SYNDICAT DE COPROPRIÉTÉ (S.D.C.) DE L'IMMEUBLE [Adresse 6], situé [Adresse 1], agissant poursuites et diligences de son administrateur provisoire, la SELARL [G] [J] ALIREZAI, en la personne de Maître [L] [G] [J], domiciliée [Adresse 4]

Représenté par Me Annie SCHAF-CODOGNET de la SCP ANNIE SCHAF-CODOGNET ET FRÉDÉRIC VERRA, substituée par Me Thomas CUNY, avocats au barreau de NANCY

Avons, après avoir entendu à l'audience de cabinet du 7 Mai 2025, les avocats des parties en leurs explications, mis l'affaire en délibéré pour l'ordonnance être rendue le 4 Juin 2025 ;

Et ce jour, 4 Juin 2025, assistée de Céline PERRIN, greffier, avons rendu l'ordonnance suivante :

EXPOSE :

Par assignation du 21 novembre 2023, le syndicat de copropriété de la [Adresse 6] a saisi le tribunal judiciaire de Nancy d'une demande visant à obtenir de Monsieur [F] le paiement des charges de copropriété.

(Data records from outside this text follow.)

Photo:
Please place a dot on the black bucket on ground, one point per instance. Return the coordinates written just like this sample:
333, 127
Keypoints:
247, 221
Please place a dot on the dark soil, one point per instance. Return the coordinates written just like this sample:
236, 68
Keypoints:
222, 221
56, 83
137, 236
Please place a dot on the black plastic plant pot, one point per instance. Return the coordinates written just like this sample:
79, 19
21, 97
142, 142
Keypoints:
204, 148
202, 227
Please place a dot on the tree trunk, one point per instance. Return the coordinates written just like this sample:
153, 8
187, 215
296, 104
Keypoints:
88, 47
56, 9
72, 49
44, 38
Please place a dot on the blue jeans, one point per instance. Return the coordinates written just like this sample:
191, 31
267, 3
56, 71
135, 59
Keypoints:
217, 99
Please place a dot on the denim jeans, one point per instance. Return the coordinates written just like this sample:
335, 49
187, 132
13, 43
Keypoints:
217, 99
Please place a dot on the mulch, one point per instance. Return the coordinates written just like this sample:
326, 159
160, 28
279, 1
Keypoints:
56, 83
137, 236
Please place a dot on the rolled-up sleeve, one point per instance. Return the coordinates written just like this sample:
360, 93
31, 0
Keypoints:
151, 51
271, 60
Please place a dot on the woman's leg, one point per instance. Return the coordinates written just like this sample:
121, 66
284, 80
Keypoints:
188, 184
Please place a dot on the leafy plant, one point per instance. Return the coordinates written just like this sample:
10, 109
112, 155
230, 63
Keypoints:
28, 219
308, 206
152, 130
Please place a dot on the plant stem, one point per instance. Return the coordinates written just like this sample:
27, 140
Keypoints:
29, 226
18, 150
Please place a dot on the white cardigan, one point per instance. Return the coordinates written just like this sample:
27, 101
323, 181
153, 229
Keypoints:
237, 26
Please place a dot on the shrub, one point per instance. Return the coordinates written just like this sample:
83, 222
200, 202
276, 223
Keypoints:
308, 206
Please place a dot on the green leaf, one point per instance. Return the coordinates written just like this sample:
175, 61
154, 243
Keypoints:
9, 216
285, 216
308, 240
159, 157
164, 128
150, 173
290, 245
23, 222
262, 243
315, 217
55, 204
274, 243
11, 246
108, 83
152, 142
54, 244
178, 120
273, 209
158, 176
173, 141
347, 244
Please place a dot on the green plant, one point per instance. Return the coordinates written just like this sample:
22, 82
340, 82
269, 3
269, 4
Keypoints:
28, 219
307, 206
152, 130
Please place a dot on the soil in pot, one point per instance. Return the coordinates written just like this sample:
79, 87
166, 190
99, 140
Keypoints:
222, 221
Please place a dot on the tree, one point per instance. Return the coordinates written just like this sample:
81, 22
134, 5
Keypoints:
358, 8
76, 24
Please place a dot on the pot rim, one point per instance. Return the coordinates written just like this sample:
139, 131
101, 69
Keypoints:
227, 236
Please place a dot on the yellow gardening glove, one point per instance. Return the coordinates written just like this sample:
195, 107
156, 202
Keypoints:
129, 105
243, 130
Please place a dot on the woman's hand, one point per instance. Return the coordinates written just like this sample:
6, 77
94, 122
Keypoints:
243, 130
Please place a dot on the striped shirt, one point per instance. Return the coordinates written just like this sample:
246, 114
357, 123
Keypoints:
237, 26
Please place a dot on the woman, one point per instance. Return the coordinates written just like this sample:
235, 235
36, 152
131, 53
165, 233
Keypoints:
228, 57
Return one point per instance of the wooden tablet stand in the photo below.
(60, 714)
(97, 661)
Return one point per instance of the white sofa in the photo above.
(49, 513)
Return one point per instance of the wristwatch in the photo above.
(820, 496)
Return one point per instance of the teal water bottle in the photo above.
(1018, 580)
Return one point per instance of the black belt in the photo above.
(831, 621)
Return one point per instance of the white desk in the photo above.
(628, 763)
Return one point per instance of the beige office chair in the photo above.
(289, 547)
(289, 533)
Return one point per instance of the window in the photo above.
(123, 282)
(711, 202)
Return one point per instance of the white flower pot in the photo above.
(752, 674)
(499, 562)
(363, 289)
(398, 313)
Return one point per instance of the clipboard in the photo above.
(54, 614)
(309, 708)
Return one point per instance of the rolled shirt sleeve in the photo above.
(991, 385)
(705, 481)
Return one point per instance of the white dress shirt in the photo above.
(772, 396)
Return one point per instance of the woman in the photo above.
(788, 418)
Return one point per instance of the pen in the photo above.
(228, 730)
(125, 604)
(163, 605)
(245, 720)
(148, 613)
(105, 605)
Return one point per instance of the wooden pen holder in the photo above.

Par jugement du 7 juin 2024, la juridiction a condamné Monsieur [Z] [F] à payer au syndicat des copropriétaires de l'immeuble [Adresse 6] à [Localité 5], la somme de 1506,92 euros au titre de l'arriéré de charges arrêté au 30 juin 2016 outre les intérêts au taux légal, celle de 900 euros au titre de l'article 700 du code de procédure civile et l'a débouté du surplus de ses demandes.

Cette décision exécutoire de plein droit, lui a été signifiée le 29 novembre 2024.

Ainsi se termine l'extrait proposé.